Please note: contrary to the
release meeting minutes
I am
not working on this; I have too much on my plate ATM. I was just trying to be helpful.
CC
Warning: based on my new understanding of encodings, the patch here is seriously incomplete. It does some of what is necessary, but not all.
--
TWiki:Main.CrawfordCurrie
- 25 May 2008
A few weeks ago I upgraded our multi-lingual UTF-8 Cairo installation to 4.2.0. After tweaking some localisation settings I got it to display everything correctly, but unfortunately editing a page destroys all special characters. I've applied Ivan's patches. I needed to set the character set to "UTF-8", because any other setting breaks display on either Firefox or IE. Editing now now seems to preserve characters, but as Crawford implied it does not work in all cases. Raw edit breaks characters, and special characters in links are also not preserved in
TinyMCE.
--
TWiki:Main.LevienVanZon
- 10 Jun 2008
A correction on my previous comment, the old site was running Dakar, not Cairo. And while display of many UTF-8 characters now works in
TinyMCE with Ivan's patch, saving a page still destroys special characters. So effectively, this leaves me with no way to edit pages with special characters (e.g. also anything in French, Spanish, Portuguese, etc.). I'm going to revert to the situation before the patch.
--
TWiki:Main.LevienVanZon
- 17 Jun 2008
I've just spent a few hours in an attempt to further analyse the issue. This is what I found so far:
- With the correct setting for locale (en_US.utf8) and character set (utf-8), TWiki 4.2.0 has no problems displaying and raw-editing UTF-8 topics. This is basically the same as with Dakar, except...

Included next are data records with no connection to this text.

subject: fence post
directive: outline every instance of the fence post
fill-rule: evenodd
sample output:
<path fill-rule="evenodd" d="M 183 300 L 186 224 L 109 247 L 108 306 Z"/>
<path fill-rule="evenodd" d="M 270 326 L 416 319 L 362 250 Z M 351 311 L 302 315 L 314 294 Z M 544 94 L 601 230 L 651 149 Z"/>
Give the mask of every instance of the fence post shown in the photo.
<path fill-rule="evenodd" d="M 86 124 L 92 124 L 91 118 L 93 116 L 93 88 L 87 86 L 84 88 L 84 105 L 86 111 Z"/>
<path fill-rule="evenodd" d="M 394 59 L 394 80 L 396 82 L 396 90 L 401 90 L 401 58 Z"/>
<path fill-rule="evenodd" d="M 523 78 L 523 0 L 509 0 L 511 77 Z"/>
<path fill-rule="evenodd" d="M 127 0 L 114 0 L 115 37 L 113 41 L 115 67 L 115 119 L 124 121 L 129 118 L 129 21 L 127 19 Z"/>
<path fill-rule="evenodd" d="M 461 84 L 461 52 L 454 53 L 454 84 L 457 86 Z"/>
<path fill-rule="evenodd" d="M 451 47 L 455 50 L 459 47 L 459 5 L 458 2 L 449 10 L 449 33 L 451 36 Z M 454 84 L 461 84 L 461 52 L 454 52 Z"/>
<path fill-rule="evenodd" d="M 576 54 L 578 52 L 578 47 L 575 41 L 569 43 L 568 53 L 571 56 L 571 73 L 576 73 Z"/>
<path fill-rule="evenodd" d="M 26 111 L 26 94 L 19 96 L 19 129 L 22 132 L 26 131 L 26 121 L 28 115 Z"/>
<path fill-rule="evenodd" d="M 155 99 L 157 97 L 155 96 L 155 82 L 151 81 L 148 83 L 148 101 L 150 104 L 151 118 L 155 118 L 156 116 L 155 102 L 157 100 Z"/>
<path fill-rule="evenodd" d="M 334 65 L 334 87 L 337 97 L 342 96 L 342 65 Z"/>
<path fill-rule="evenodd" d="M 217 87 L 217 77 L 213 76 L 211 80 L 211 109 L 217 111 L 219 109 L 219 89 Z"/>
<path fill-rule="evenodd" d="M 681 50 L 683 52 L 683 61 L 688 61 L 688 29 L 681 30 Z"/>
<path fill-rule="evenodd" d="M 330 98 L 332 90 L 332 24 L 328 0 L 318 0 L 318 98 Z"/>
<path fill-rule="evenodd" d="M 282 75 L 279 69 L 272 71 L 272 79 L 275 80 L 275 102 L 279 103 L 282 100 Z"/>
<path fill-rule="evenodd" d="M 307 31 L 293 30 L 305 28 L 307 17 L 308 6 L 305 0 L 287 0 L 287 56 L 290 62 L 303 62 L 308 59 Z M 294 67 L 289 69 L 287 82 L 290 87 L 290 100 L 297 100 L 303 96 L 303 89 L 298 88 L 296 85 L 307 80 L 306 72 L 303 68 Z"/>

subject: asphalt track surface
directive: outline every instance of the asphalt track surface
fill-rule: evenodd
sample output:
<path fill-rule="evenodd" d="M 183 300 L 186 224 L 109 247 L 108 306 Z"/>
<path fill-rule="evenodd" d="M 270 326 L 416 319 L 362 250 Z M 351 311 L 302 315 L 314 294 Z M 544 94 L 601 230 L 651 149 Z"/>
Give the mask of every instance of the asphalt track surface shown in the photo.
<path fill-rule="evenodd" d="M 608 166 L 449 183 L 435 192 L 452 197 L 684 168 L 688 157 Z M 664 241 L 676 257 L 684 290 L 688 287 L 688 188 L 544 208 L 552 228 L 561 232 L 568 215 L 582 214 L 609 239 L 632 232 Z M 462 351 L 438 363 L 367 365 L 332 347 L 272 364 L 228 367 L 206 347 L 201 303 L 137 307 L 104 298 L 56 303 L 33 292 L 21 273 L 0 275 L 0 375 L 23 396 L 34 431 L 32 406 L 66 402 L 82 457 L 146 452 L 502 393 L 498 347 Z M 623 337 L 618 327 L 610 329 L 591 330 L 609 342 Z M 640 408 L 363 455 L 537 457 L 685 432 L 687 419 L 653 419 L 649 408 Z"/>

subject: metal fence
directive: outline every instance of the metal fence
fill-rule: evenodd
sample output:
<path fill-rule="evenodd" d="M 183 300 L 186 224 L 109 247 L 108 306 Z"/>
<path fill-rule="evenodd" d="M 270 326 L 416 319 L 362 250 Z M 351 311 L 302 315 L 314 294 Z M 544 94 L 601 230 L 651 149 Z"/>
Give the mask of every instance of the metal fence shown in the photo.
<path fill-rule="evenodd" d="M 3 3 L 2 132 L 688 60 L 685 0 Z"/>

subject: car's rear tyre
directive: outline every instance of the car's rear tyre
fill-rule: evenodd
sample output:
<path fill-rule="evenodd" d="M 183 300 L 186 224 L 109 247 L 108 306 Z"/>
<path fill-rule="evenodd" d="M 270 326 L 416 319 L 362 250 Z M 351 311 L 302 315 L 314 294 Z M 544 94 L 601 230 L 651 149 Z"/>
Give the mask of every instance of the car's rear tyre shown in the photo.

- When editing a page using the WysiwygPlugin (i.e. either in TinyMCE or with the raw-edit link from TinyMCE), any multi-byte UTF-8 characters get converted to questionmark-icons.
- If I force UTF-8 I/O by changing the top-line of the TWiki edit script to "#!/usr/bin/perl -wTCS", UTF-8 characters are correctly displayed in TinyMCE. However, on reloading, switching to raw edit from TinyMCE or saving, UTF-8 characters still get converted to questionmark-icons. Moreover, direct raw-edit (using ?nowysiwyg=on) displays special characters incorrectly (they seem to be double-encoded).
- Forcing UTF-8 mode by adding the CS switches to view script also seems to give double-encoding problems. Using Ivan's patches instead (and twiddling with the locale and charset settings a bit) gives more or less the same results on viewing and editing.
- So it seems that most code handles UTF-8 correctly (or at least leaves it untouched), except the TML<->HTML conversions in WysiwygPlugin. Furthermore, it seems that TML->HTML can be made to work by forcing UTF-8, but HTML->TML always seems to break UTF-8 in our case.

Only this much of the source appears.